Tom Landquist Donald Trump 2 Comments

Last night President Trump delivered a speech to congress that sounded an awful lot like a speech we wished he would have given during the inauguration. If one could push aside previously held positions and opinions of policy, they would have seen an attempt at an optimistic and united message. Let’s be honest, regardless of where you stand, feeling the constant angry cry from both sides quiet down for even a few minutes was a welcome change of pace.

With this in mind, the question needs to be posed. Is perpetually opposing Trump the right solution for those who take issue with his policies? First, we have to define perpetual opposition for the purposes of this discussion. My meaning of that phrase, is the knee jerk opposition to anything and everything President Trump does, regardless of our true positions on the subjects. This was a trend on display the last 8 years under President Obama, and whether you agree or disagree with it, we can all admit it turned what used to be an attempt at continual progress, into a gridlocked nightmare that we have inherited today.

Democrats, standing on a solid foundation of mindless Republican opposition, capped off with a refusal to even give Barack Obama’s Supreme Court pick a hearing, have toyed with the idea of following the lead of the Tea Party in opposing everything President Trump does. I think now as I did then, that this is a grave mistake.

While there is plenty of daylight between President Trump and the left on issues like immigration, climate change and energy regulations, there are actually areas of agreement where progress can be made. To start, the bluster around the ACA has significantly declined, with the realization that it is indeed a big deal to voters that they are able to afford healthcare. Some parts of the ACA are still receiving criticism, but even staunch Trump supporters who have opposed the ACA from the beginning would be hard pressed to be against coverage of preexisting conditions, children staying under their parents plans until they are 26, and other helpful measures.

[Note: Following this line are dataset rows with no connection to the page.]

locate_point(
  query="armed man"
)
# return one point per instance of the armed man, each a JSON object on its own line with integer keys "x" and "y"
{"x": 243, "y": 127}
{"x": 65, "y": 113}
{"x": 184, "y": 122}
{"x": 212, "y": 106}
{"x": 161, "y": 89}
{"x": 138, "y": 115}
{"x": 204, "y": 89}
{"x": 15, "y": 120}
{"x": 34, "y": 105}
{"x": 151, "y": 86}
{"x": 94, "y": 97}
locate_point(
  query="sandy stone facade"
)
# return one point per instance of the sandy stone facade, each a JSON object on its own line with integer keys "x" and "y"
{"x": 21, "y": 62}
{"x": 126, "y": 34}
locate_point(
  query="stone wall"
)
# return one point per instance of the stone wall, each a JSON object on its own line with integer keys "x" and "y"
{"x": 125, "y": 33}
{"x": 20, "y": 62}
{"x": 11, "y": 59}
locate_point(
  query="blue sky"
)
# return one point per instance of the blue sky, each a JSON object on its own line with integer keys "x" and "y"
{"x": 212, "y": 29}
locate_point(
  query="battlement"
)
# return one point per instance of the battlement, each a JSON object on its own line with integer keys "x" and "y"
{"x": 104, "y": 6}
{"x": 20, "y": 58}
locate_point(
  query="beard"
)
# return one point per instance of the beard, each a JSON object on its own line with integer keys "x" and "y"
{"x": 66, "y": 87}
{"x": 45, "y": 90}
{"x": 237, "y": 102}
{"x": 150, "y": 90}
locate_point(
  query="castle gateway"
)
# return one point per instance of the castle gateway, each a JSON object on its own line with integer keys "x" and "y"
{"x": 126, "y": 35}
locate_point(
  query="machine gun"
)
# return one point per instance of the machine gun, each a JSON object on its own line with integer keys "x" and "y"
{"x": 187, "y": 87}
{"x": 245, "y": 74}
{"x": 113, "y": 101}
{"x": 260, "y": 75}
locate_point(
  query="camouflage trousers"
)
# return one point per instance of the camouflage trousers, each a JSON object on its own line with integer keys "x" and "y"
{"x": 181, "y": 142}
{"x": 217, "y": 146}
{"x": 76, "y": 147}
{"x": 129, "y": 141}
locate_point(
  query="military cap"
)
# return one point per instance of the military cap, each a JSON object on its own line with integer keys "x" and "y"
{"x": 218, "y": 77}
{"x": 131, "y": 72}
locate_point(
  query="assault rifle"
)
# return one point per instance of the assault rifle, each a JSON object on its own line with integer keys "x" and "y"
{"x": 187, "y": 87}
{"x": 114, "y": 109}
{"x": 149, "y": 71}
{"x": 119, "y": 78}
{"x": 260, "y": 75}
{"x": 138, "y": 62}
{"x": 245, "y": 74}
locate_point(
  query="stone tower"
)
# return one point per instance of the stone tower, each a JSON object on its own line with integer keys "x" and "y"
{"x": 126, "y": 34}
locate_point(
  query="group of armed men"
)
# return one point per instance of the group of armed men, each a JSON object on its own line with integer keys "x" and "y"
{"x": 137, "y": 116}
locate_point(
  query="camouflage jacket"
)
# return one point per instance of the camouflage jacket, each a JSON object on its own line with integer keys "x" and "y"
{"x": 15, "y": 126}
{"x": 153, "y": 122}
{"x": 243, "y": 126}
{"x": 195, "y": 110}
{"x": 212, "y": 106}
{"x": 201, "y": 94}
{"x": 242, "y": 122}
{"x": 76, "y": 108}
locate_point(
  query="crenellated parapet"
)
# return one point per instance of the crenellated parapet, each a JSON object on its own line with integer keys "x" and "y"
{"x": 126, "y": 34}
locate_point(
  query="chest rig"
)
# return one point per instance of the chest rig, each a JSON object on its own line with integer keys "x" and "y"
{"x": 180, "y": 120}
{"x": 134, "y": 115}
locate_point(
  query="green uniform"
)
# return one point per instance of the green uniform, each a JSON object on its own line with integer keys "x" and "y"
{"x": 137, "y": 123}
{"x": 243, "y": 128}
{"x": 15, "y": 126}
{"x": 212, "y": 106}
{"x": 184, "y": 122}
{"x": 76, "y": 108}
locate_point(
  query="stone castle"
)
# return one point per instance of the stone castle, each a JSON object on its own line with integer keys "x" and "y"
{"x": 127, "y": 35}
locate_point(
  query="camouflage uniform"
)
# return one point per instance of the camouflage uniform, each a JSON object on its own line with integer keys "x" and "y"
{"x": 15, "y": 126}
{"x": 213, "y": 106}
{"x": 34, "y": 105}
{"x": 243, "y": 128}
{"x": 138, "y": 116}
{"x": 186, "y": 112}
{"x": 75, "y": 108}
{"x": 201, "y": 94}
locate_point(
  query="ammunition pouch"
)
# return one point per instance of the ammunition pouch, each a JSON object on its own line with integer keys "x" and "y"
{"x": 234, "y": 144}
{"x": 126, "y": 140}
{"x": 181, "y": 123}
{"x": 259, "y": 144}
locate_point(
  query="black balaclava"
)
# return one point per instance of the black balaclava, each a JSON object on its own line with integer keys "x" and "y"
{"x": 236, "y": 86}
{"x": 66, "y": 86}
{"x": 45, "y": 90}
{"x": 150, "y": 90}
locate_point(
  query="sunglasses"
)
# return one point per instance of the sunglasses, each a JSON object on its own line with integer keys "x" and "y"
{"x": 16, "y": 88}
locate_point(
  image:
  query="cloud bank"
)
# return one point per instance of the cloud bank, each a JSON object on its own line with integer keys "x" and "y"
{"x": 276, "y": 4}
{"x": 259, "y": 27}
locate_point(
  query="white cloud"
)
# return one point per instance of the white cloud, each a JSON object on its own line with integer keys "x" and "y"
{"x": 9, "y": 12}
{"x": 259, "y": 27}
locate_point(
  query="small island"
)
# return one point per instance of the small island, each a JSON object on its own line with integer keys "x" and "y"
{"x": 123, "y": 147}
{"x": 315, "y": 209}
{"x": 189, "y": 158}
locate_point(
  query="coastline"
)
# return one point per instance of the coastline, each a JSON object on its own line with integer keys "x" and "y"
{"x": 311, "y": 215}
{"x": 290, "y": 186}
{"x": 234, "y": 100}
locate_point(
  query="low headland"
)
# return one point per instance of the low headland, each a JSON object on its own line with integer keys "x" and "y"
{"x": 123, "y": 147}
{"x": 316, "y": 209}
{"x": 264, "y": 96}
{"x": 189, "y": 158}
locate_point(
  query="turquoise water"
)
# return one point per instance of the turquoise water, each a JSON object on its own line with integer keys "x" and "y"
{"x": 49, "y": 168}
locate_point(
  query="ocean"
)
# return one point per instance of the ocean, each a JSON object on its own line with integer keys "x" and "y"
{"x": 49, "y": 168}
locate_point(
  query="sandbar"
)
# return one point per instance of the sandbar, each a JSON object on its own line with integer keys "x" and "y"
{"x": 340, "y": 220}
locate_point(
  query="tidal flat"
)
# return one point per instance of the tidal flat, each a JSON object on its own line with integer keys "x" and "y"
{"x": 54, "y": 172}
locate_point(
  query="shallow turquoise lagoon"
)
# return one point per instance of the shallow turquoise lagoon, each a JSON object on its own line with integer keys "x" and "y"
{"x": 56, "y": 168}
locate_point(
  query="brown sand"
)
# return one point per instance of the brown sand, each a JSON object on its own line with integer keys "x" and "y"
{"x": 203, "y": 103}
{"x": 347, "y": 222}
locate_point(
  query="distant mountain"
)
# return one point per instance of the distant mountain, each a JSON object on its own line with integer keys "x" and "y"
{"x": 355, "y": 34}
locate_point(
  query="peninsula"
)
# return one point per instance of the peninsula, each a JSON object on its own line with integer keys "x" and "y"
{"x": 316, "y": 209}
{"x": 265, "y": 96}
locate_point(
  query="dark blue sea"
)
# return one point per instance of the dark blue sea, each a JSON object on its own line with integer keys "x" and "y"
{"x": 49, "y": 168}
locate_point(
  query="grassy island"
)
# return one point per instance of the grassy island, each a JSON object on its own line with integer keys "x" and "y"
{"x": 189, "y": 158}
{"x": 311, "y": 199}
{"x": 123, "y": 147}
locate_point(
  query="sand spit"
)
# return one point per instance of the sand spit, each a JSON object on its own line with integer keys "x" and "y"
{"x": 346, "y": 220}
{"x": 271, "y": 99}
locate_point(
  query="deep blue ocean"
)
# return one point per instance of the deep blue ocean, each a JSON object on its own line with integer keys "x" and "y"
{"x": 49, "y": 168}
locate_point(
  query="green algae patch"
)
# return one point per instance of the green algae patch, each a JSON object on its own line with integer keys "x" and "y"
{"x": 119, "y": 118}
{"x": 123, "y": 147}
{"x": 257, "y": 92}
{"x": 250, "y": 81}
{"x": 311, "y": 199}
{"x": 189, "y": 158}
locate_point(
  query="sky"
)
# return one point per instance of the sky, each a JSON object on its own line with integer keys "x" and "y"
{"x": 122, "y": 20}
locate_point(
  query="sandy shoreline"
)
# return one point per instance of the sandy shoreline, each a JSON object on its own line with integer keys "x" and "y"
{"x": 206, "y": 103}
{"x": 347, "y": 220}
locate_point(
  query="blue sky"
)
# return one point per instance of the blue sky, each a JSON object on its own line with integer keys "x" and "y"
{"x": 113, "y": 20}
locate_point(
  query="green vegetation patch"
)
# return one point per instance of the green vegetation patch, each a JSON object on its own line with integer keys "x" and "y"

When it comes to trade, Trump may be on the extremes of nationalism, but the mentality he has, is shared to a lesser extent among almost all voters. We have watched manufacturing start to slip away, along with other industries, and we are well aware that the country of origin for our goods have changed dramatically the last few decades. While Trump’s zero sum approach to the world economy may be short sighted, he’s tapped into economic anxieties and a desire to be protected from global changes that many of us share. Even the democratic darling of last year’s election cycle Bernie Sanders, has shown a willingness to pursue trade policies that may just share common ground with Trump.

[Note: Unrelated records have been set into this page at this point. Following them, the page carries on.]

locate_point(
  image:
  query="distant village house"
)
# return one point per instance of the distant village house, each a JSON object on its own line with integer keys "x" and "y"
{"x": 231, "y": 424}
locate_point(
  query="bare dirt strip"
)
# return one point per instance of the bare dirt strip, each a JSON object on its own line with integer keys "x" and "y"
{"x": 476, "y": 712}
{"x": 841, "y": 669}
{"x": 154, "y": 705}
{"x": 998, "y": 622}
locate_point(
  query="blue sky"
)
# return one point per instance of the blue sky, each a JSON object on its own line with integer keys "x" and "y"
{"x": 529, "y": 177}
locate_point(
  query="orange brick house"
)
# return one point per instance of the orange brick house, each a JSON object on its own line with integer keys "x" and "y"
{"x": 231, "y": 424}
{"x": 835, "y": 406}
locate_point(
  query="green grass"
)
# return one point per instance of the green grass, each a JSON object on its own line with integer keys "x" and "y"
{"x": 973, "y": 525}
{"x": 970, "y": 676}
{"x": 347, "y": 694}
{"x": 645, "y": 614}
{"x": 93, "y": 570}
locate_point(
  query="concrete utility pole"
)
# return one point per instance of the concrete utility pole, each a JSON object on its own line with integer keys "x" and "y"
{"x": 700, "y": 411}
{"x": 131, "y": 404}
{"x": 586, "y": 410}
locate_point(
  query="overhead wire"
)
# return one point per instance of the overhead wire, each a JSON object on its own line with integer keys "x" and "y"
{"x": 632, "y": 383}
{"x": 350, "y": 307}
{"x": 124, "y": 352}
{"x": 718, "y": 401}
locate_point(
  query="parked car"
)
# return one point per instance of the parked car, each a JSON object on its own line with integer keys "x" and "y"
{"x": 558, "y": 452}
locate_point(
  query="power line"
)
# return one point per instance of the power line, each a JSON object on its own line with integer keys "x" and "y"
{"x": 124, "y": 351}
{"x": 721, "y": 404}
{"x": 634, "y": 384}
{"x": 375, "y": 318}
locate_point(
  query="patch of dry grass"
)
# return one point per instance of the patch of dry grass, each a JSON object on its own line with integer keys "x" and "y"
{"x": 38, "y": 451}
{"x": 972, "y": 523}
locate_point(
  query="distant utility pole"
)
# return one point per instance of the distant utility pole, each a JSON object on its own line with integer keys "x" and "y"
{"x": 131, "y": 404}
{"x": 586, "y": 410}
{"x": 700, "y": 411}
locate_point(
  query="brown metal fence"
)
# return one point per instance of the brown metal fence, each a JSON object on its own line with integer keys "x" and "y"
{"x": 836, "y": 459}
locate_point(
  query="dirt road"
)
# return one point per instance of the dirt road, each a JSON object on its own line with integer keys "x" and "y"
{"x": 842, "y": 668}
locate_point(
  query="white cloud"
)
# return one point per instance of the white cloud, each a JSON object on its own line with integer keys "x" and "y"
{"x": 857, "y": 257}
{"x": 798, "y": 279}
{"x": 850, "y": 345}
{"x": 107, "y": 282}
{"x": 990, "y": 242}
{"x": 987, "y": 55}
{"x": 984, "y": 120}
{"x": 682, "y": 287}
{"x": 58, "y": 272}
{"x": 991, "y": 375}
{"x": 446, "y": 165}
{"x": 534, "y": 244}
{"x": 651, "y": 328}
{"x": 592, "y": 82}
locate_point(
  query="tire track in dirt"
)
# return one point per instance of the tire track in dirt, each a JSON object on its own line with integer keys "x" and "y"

When it comes to corruption, Trump’s appointments and staffing choices may have some shaky candidates, but Trump’s policies focusing on limiting lobbying, and similar measures, have been a rallying cry on the left every election cycle. These policies among a host of others, can be safely pursued by democrats who want to see legislative victories occur, regardless of who is in office.

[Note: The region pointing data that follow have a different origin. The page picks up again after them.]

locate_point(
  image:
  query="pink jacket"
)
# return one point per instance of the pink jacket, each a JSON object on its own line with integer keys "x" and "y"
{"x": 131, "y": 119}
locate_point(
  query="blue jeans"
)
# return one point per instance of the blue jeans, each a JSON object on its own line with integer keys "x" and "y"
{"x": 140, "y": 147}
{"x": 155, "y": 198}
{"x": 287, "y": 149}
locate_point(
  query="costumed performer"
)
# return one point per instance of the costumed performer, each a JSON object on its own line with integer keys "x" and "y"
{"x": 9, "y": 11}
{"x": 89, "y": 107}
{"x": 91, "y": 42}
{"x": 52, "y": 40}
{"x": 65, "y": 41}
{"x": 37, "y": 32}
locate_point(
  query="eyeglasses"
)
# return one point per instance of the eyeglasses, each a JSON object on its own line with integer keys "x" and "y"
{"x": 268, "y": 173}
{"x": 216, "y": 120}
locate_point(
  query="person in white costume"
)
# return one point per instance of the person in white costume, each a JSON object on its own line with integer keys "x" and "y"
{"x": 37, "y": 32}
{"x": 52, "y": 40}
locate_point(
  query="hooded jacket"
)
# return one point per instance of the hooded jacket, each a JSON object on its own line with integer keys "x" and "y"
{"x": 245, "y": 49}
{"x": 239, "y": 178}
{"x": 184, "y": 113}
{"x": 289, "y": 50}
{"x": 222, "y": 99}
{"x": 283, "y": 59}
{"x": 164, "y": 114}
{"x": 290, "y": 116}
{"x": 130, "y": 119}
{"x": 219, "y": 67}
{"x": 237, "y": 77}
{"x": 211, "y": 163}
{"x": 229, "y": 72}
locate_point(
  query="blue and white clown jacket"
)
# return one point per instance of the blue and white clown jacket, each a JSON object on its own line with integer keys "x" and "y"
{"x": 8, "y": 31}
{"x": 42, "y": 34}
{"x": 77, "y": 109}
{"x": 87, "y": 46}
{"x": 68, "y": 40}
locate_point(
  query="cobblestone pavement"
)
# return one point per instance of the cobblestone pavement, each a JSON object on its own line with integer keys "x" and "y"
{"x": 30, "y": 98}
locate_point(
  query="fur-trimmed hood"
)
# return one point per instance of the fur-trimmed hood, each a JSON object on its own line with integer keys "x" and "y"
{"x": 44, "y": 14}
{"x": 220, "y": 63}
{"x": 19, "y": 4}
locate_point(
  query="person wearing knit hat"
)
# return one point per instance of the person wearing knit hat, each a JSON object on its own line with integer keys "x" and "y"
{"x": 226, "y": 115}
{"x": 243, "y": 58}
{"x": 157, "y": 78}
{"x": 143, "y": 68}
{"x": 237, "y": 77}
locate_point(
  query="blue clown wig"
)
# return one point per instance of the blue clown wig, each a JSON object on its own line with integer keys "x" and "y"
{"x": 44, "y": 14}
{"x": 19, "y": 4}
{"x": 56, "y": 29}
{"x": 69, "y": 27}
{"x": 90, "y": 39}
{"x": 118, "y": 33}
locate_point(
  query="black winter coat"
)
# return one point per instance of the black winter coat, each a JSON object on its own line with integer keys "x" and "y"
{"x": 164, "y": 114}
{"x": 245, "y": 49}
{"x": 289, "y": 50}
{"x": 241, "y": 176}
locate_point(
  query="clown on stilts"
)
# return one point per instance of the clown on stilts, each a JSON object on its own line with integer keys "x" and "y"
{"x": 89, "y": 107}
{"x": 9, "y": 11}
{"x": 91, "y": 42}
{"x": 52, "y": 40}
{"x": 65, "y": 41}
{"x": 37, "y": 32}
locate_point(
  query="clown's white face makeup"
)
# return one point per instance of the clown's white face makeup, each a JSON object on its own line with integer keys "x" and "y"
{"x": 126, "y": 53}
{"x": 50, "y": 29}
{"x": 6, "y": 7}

The point of opposing someone, shouldn’t  be in a desire to see them fail, particularly if that person is steering the ship we are all on board. Opposition is necessary, but it needs to be reserved for policies and positions that genuinely need opposing. If that means giving Trump political wins to brag about, while simultaneously helping Americans and pushing an agenda both parties agree on, so be it. Democrats need to put their money where their mouths are, and show there is still progress that can be made with someone they oppose in the Whitehouse. They rightfully were upset with the stonewalling Obama received on even policies republicans agreed with, and if there is to be any change towards progress, they must refuse to continue using such counterproductive tactics. The left and right may have different ways of approaching policy, but at the end of the day, we can’t forget we both are playing for the same team.

Comments 2

  1. ” Opposition is necessary, but it needs to be reserved for policies and positions that genuinely need opposing.”

    Exactly.
    There will never be a president that will satisfy the ideas of all of the people.
    The only way to satisfy everyone is to eliminate the office entirely.
    With that said, there are major battles and minor battles, but one must pick their battles wisely.
    Opposing a president in every way is implying he is 100% wrong and we are 100% right.
    If anyone is 100% right, they need to run the world, not just the country.

    Fact is, there are a handful of things we may not like, but lets’ not throw out the baby with the bathwater.
    Folks need to give Trump a chance….if he fails, we will move on and fix it.
    If he succeeds, we will be a better nation.
    When Obama won, I was disheartened for mostly our countries’ moral ethical standards.(I saw the far left taking over the country).
    But 8 years of that ended with a dull thud.
    The trend is reversing again, so……if he fails, the left will rise again.
    Seems things are cyclical in the world of politics.

    1. I agree, it just seems that each party will take turns treading water between leadership changes. If we want to actually make noticeable progress, we need to focus on points of agreement whenever possible, regardless of who is in office. There are always issues both sides can at least find common ground on, and if they stopped worrying about giving someone a political win to brag about, they would actually do their jobs and improve the lives of American citizens.